Secondly, it fascinates me that jeans can signal tradition and stability (think Reagan in full denim gear) while at the same time can signal instability and can question authority (think hippies, punk, or people behind the Iron Curtain). We filmed in the Middle East. Mixing jeans with tradition certainly does not go unnoticed there. Personally, I have to say, the most interesting thing I learned was in the journey of making the film, connecting with people from all over the world and combining their stories in the film. It is looking at the world through a pair of jeans.

Q4. How did you get into the film business?

A: I studied architecture in Los Angeles at a time when computers opened up a common ground for artistic expression in design, film, and communication. The tools allowed me to combine 3D set design and animation with digital video for live action. Everything I have done, from visual effects to shooting features and directing commercials came from the digital world. Online publishing and interactivity is another dimension. I look at film as part of getting my ideas out there, and I include design and interactivity as part of the process. It's a way to collaborate and show other aspects of the work.

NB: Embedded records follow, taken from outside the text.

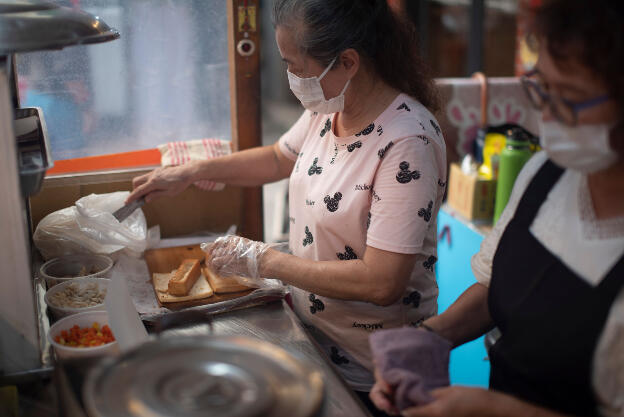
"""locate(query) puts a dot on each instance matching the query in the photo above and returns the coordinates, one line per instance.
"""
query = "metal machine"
(27, 25)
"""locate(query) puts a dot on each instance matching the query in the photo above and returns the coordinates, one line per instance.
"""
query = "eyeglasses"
(564, 110)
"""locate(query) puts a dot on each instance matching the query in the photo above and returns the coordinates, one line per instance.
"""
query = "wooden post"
(244, 59)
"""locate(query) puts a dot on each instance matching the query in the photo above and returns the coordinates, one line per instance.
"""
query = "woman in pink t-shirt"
(367, 168)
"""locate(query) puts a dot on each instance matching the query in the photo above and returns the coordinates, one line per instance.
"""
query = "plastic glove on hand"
(235, 255)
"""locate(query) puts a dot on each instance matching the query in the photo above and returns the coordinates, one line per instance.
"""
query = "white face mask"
(583, 148)
(310, 93)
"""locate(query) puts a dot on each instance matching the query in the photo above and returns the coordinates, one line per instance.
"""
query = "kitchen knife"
(123, 213)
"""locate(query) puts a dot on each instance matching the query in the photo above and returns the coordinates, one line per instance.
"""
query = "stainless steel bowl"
(199, 376)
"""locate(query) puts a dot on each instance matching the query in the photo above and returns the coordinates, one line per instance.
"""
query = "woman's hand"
(382, 395)
(455, 401)
(235, 255)
(164, 181)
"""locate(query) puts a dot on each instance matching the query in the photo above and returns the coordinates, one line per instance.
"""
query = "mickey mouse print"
(374, 189)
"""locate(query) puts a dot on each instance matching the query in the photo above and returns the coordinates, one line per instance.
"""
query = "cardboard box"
(471, 196)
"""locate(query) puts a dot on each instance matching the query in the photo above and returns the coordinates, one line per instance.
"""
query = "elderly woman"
(551, 274)
(367, 169)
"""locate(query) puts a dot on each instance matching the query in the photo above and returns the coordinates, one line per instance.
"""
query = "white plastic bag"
(89, 227)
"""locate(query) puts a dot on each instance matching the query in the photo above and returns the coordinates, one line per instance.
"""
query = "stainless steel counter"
(276, 323)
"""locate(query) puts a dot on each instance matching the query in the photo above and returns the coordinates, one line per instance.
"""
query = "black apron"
(549, 317)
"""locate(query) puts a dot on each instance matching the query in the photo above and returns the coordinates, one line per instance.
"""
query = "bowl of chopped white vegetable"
(76, 296)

Q5. Can you tell me a little about the Sustainable Dialogues International Symposia of which you are co-founder and co-organizer

A: I curated and designed the United States Pavilion at the Venice Biennale for Architecture in 2006. We proposed solutions for rebuilding New Orleans following Hurricane Katrina. After the Venice Biennale, we set up the exhibition around the world and invited international architects, environmentalists, and designers to discuss how to better build and prepare our cities to minimize the damage and devastation following natural and/or man-made disasters. The idea was to exchange knowledge based on local experiences such as the tsunami in Southeast Asia, in anticipation of ecological disasters in Central America, and floods in the United States.